Hess's Law is a powerful tool in thermochemistry, stating that the total enthalpy change for a reaction is the same, regardless of how many steps the reaction takes. To apply Hess's Law in combustion: - We calculate the enthalpy change (ΔH_combustion) of the overall reaction by using the standard enthalpies of formation of the products and subtracting those of the reactants. - The formula for the combustion of a hydrocarbon can be summarized as: ΔH_combustion = Σ(ΔH_f(products)) - Σ(ΔH_f(reactants)) For each hydrocarbon: - Products typically include CO₂ and H₂O. - Their known enthalpies of formation can be inserted into the formula. By using this method, we can quantify the energy change regardless of intermediate steps, enabling precise calculations needed for industrial and chemical applications.

Molar Masses

Molar mass is the mass of one mole of a substance, expressed in grams per mole.

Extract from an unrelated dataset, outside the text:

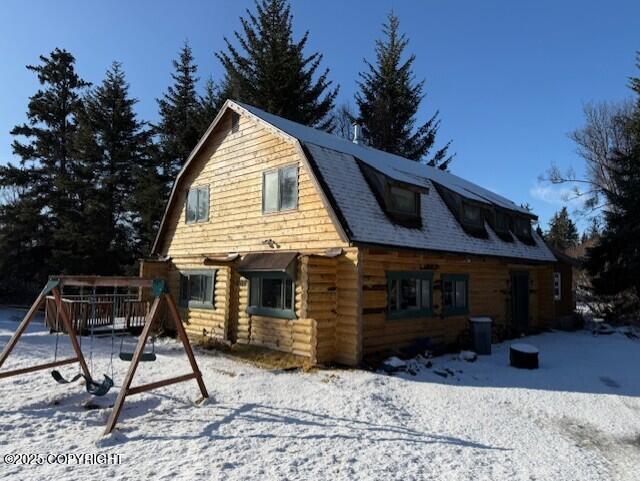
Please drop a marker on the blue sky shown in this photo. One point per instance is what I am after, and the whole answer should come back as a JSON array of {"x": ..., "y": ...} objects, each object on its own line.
[{"x": 509, "y": 78}]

It is an essential concept when calculating energy changes in chemical reactions, such as combustion. - Calculating the molar mass involves adding up the atomic masses of all atoms present in a molecule. For example: - Propyne ( C₃H₄): - Molar mass = (3 × 12 g/mol for Carbon) + (4 × 1 g/mol for Hydrogen) = 40 g/mol - Propylene ( C₃H₆): - Molar mass = (3 × 12) + (6 × 1) = 42 g/mol - Propane ( C₃H₈): - Molar mass = (3 × 12) + (8 × 1) = 44 g/mol Understanding molar masses is fundamental when scaling reactions from moles to grams. For instance, in the problem, to convert the heat evolved in kJ/mol to kJ/kg, knowing the molar mass allows us to determine how much energy is involved when one kilogram of a substance is combusted. This is critical for comparing the efficiency of different fuels.